A 2022 study confirms that GnRH analogues can be given to trans adolescents without it increasing the chance of them taking gender-affirming hormones later in life.

JAMA Network’s Study

In November 2022, the JAMA Network released a study demonstrating that GnRH analogues (gonadotropin-releasing hormone analogues) do not impact the likelihood of trans adolescents taking gender-affirming hormones later in life. The study examined whether there was an association between gonadotropin-releasing hormone analogues and the subsequent use of gender-affirming hormones among trans and gender diverse adolescents.

In the US, almost 2% of high school students identify as trans. More more and more trans children and adolescents are now seeking gender affirming healthcare. Trans and gender diverse youth also experience mental health issues, such as depression, anxiety, and suicidal ideations at a higher risk. This is likely due to gender dysphoria, societal pressures to conform, and family rejection. A way to alleviate these thoughts and improve mental health is through hormone blockers.

GnRH Analogues

GnRH analogues are a type of medication that helps the gonads – testes and/or ovaries – stop producing sex hormones. They are used as hormone blockers. Usually, trans and gender diverse adolescents who desire delaying their puberty and halting the development of secondary sex characteristics, as its effects would cause more gender dysphoria, take GnRH analogues. The use of these hormone blockers is also more common among trans people who were assigned male at birth. However, adults and people who were assigned female at birth can also take them. Puberty blockers, such as GnRH analogue treatment, in younger patients is reversible.
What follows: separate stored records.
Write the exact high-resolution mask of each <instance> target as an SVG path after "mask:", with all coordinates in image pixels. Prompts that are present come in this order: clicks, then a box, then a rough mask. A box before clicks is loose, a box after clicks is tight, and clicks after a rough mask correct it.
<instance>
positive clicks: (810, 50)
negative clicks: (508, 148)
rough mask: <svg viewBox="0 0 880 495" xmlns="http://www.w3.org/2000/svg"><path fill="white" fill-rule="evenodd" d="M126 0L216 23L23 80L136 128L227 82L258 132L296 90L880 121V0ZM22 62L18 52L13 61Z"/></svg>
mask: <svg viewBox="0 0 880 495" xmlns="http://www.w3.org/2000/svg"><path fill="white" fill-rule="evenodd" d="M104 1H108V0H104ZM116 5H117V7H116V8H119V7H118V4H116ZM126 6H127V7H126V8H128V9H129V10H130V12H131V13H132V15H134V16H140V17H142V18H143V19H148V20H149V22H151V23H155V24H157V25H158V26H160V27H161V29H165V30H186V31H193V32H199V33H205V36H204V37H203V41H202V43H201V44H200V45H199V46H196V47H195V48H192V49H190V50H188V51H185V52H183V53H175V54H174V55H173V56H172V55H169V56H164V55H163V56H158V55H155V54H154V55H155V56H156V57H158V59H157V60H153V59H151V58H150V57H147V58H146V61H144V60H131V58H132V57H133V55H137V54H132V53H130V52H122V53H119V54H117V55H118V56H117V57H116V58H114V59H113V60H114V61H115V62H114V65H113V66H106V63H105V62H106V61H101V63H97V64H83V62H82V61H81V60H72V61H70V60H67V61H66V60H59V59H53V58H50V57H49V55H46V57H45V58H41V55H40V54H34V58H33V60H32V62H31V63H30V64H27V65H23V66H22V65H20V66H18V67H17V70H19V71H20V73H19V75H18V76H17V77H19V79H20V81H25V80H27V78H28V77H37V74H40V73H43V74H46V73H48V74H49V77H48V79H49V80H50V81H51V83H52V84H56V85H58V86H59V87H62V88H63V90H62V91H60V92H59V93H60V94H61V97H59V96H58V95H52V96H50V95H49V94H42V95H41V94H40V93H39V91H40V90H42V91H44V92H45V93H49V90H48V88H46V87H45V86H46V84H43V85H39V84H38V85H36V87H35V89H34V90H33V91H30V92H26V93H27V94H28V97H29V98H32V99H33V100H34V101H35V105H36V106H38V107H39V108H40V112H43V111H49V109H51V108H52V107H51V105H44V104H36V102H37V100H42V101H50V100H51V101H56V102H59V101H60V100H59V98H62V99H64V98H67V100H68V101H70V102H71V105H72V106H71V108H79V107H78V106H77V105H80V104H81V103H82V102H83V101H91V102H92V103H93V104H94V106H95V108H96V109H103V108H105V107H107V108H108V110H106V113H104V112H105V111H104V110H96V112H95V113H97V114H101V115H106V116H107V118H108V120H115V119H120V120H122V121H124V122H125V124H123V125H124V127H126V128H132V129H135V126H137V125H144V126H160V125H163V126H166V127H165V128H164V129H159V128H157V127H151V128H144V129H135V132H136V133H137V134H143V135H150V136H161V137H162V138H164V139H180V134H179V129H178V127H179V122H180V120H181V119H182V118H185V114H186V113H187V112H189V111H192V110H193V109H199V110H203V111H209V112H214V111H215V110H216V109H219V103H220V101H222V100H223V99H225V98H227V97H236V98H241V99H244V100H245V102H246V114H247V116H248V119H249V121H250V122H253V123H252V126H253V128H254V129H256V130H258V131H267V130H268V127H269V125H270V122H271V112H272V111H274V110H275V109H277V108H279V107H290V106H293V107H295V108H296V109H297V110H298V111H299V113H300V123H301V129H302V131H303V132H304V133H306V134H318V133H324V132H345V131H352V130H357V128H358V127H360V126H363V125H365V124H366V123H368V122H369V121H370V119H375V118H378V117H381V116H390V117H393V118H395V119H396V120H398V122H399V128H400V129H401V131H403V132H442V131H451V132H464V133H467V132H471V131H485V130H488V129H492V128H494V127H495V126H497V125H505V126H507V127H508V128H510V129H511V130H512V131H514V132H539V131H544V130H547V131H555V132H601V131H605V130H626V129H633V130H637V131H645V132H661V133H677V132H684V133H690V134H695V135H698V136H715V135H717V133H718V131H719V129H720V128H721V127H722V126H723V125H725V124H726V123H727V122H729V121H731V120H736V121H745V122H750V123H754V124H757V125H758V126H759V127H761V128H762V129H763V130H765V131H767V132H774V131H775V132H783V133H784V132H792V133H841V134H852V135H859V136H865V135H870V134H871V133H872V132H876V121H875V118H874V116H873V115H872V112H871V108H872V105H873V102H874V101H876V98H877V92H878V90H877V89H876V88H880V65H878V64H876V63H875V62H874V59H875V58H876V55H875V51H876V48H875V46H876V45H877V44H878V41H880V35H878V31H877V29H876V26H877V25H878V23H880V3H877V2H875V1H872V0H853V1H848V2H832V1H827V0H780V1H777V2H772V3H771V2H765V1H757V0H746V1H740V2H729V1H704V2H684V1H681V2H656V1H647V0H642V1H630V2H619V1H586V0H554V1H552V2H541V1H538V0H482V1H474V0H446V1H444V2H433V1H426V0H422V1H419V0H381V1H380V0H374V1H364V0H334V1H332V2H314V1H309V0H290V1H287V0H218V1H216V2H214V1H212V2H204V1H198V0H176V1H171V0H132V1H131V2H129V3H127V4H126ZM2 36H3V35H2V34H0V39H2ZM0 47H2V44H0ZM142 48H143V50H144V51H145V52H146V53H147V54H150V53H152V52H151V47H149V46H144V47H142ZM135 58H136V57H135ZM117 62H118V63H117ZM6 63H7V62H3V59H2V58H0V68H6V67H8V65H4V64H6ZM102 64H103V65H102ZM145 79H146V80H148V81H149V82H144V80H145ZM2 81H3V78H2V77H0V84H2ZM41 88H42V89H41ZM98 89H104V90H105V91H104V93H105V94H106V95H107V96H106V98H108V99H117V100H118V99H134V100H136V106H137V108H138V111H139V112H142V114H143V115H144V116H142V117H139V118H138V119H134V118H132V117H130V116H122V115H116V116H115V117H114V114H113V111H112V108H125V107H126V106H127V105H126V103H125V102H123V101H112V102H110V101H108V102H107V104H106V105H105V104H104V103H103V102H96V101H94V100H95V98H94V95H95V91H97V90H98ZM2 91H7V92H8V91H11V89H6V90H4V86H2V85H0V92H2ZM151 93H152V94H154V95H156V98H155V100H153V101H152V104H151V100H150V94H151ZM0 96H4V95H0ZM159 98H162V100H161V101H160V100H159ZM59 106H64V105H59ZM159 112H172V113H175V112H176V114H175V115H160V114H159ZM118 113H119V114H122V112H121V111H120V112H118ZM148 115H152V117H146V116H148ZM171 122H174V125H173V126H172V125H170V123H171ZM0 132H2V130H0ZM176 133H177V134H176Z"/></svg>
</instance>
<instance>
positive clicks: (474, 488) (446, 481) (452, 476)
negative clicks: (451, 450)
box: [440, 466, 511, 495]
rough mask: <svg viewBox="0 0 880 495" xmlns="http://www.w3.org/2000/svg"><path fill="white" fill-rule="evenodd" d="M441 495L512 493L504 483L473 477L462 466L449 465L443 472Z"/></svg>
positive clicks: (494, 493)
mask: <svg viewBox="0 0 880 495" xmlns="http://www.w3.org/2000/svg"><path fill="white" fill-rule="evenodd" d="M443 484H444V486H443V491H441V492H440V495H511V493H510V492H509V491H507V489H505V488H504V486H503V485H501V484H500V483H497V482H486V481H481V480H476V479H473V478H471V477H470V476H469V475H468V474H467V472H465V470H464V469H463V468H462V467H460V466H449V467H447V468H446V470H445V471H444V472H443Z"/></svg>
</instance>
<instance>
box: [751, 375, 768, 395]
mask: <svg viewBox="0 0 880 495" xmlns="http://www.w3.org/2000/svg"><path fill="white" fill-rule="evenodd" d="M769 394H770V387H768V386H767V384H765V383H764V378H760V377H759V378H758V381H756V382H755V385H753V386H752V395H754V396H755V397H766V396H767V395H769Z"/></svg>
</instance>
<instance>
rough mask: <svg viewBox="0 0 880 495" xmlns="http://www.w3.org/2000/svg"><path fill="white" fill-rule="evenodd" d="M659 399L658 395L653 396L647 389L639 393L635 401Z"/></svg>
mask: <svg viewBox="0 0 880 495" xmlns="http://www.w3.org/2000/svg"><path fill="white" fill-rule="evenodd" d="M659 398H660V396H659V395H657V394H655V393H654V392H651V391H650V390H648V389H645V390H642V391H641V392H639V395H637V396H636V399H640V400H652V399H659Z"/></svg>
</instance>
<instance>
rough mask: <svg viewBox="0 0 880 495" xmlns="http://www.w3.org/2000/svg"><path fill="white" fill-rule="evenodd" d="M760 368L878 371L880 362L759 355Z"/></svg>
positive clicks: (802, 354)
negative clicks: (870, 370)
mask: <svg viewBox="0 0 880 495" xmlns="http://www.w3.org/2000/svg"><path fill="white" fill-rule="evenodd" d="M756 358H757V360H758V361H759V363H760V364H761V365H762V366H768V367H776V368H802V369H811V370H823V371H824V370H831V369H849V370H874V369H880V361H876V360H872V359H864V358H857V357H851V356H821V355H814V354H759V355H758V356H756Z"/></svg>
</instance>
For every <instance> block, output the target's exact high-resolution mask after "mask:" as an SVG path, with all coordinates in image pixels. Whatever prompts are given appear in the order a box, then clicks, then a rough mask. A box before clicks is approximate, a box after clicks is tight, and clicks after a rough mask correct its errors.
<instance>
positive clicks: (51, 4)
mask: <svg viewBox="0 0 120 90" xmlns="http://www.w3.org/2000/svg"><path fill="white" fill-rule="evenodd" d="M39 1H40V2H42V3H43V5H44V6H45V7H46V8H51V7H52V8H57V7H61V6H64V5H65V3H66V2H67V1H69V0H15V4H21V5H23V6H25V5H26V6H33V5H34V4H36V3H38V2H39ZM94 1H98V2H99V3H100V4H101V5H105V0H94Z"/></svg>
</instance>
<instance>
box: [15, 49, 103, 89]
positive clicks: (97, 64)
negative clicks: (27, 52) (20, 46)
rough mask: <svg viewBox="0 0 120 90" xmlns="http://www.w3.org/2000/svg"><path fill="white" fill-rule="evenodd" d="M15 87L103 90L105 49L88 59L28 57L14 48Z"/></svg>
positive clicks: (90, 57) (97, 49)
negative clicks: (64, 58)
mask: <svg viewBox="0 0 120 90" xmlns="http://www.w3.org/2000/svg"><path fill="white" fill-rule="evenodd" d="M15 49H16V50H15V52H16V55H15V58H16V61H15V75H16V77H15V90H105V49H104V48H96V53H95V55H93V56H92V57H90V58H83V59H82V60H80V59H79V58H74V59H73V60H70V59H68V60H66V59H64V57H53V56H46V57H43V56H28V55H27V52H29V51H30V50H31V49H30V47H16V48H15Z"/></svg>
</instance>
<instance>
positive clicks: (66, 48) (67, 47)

Previous research has shown that almost all (96.5%-98.1%) trans adolescents who have started taking GnRH analogues will later start gender-affirming hormones. This study was conducted to understand whether taking GnRH analogues as young adults would lead to an increased chance of them also taking gender-affirming hormones. However, this study found that GnRH analogue use during puberty not only improves trans adolescents’ mental health but it also confirmed that there was no association for the subsequent use of gender-affirming hormones.

The study’s findings

JAMA’s study consisted of 434 adolescents. It collected records between the years 2009 and 2018 and completed the final analysis in August 2022. The adolescents were between the ages of 10 and 17 and the majority were assigned female at birth. The study examined young people who were diagnosed with gender dysphoria and who were prescribed puberty blockers, compared to young people who also had a diagnosis of gender dysphoria but were not prescribed blockers.

This study demonstrates that there is no connection between taking GnRH analogues and the following use of gender-affirming hormones in trans and gender diverse adolescents. Therefore, it is safe to state that healthcare professionals do not need to have any concerns relating to excessive future gender-affirming hormone use. GnRH analogues should continue to be taken at a young age to prevent more gender dysphoria and improve trans people’s overall well-being.